Feast for the Eyes: When art and cuisine collide

A wall-mounted assortment of recipe cards distributed by WeightWatchers in the 1970s.

by Oliver Jameson and George Janes

 

The Photographer’s Gallery shines the spotlight on breakfast, lunch, dinner and everything in between with its latest exhibition Feast for the Eyes, a visual exploration of food.

An array of photographic and video works chronicle the social and cultural impact food has always had on our everyday lives, as well as the ways in which artists and photographers have interpreted this close relationship; with food as the subject or even the medium for art tackling topics as far reaching as race, sex, gender and politics.

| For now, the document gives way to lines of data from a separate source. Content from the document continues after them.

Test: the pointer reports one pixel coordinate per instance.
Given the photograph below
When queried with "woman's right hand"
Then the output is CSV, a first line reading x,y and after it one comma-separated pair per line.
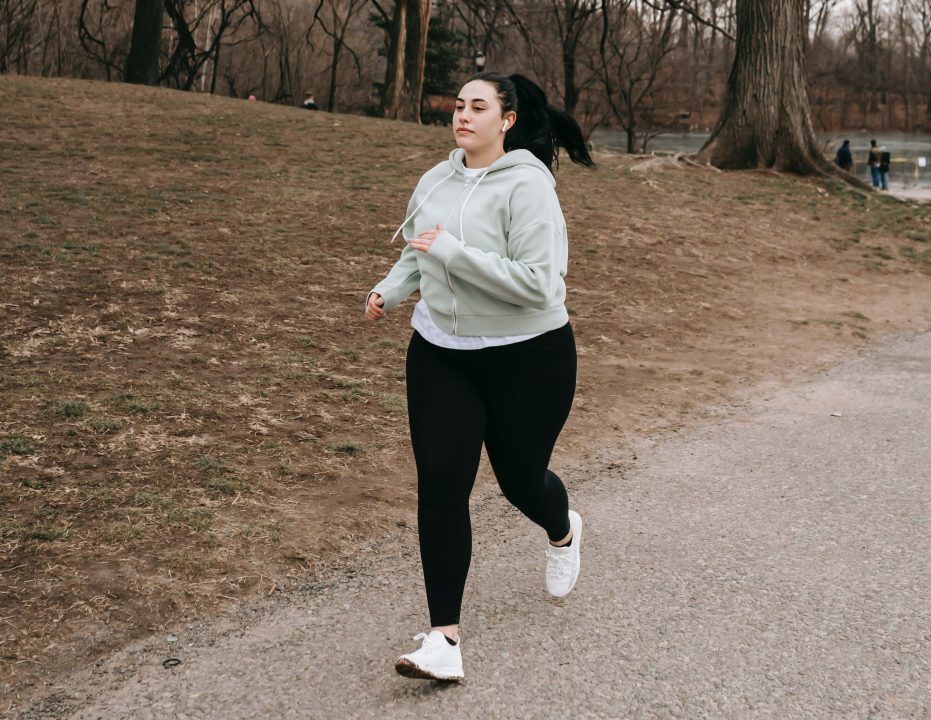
x,y
374,309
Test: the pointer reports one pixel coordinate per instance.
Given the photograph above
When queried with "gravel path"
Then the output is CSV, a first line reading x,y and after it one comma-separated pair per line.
x,y
774,565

Split across three distinct sections, the exhibition first examines food as the subject of still life. At first showcasing the photographers ability to capture each detail of a rotting apple, before expanding to include abstract deconstructions and motifs. Beyond the medium of painting in which food as a subject matter rose to prominence, works by Andy Warhol and Sharon Core take named prominence, with Core’s imagery transcending tradition and verging towards abstraction. 

“[Core’s] work is kind of complex, initially you see it and you think it’s just a copy of a painting, but she is thinking about where we still see still life, mainly on the internet now,” explained Susan Bright, the co-curator of the show.

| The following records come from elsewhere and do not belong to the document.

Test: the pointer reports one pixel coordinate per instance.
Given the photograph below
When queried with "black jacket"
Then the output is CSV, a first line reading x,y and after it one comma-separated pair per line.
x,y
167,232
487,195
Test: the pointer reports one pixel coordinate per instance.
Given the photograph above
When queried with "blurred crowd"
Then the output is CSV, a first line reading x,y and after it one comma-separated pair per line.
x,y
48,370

In a 1940 photograph by Weegee, Phillip J. Stazzone enjoys a large mouthful of spaghetti .

Phillip J. Stazzone eating spaghetti 1940s style [Weegee/International Center of Photography]

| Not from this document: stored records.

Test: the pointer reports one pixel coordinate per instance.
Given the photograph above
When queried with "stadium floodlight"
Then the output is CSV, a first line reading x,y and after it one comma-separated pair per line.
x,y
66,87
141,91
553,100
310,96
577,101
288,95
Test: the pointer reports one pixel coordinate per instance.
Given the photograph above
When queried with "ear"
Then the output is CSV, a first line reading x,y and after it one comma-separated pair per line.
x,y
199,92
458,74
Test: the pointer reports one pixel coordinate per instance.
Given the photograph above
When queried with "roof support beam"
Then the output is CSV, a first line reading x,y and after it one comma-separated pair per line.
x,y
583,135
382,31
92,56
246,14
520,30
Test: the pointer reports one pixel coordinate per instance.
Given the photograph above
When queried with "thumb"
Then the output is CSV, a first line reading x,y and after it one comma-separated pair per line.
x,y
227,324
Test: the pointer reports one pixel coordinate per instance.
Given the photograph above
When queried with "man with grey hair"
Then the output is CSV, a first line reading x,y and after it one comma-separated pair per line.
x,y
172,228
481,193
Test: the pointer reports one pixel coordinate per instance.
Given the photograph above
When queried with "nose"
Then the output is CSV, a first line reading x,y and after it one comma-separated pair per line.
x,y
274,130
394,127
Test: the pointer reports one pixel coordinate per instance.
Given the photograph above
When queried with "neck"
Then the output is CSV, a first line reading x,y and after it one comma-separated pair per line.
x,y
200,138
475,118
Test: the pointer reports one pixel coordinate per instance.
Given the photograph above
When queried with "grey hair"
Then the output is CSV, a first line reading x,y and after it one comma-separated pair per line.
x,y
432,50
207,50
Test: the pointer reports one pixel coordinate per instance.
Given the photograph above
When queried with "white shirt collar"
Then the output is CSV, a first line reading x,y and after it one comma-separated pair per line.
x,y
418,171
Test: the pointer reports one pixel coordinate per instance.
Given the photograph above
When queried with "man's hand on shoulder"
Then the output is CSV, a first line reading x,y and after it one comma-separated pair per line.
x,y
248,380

“It’s about reproduction and about how we consume those images.” This is a theme throughout the rest of the exhibition, in which its featured artists use their imagery to subvert traditional meanings of food and food culture.

The exhibition continues with Around the Table, a section focusing on food as a cultural presence. The likes of Martin Parr and Nan Golding capture life around food, eating and the people we eat with as a central components of the relationships and identity we seek to establish for ourselves.

“That can be personal identity, or it could be both cultural and national identity” explained co-curator Denise Wolff. American art photography pioneer Stephen Shore’s work is lauded as a particular example of the inseparable connection between country and cuisine.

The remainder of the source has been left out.